The Tomlins didn't have their family devotions on April 20, a day that unfolded in slow motion as they waited to hear news from John, a sophomore at Columbine. The first they knew something was wrong was when their son Pat, who is home-schooled, caught news on his portable television that "there was trouble at Columbine." Doreen's first instinct was to call her sister in Wisconsin and ask her to pray.

"Within 15 minutes the story just kept getting worse," she recalls. "I called my sister three times within a half an hour." Parents were told to go to the Leawood Elementary School, near the high school, to get word of the whereabouts of their children. There, lists were being posted of kids who had been accounted for, and kids were being sent there by bus.

"That was difficult in itself, because you were stuck in traffic, and sirens were going off, and there were helicopters and ambulances.
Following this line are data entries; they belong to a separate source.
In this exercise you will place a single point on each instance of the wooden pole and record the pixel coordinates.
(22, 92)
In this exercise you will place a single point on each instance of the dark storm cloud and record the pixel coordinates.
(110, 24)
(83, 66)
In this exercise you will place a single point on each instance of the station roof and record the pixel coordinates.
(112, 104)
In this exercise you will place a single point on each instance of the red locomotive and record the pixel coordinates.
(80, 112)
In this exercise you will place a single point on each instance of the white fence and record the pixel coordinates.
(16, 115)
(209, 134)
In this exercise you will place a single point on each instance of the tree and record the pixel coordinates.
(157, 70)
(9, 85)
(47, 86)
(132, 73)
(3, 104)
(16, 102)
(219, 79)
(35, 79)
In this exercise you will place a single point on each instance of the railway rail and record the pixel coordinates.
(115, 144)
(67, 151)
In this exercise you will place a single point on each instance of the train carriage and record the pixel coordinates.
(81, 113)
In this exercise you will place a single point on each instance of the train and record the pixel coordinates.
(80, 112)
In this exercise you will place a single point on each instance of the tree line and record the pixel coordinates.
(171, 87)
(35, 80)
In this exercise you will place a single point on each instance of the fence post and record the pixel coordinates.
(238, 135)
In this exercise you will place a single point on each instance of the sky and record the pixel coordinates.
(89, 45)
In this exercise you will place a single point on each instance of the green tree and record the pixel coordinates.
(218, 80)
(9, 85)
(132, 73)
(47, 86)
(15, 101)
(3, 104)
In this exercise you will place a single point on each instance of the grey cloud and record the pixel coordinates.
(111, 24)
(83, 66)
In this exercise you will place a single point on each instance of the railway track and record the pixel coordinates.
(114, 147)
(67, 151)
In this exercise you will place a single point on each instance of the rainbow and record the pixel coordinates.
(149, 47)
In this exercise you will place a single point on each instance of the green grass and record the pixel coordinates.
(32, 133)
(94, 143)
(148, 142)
It didn't seem real," says Doreen. "Cell phones were going off constantly."

"The students would pass on a stage at Leawood," she says. "We were looking for John, and he was never showing up. I was getting envious of parents finding their kids and screaming out their names. I thought, If only I could cry out John's name.

"I remember [at one point] sitting in the back of the room. There were still busloads of kids going across the stage, and I just didn't get up anymore. I had no enthusiasm to jump and look for him. I think the Lord was settling it in my heart that John was probably dead."

"When the buses stopped, things didn't look good," adds John's father, also named John. "I said, 'Doreen, if they ask us to get up and go into a different room, it's not a good sign.' Then they asked us to get up and go into a different room."

"They said there was another bus," says Doreen. "We were all clinging to that hope that one more bus would be there."

"I don't know why they did that," says John, "because there was no other bus. After we came out of that room they had us fill out descriptions of our kids."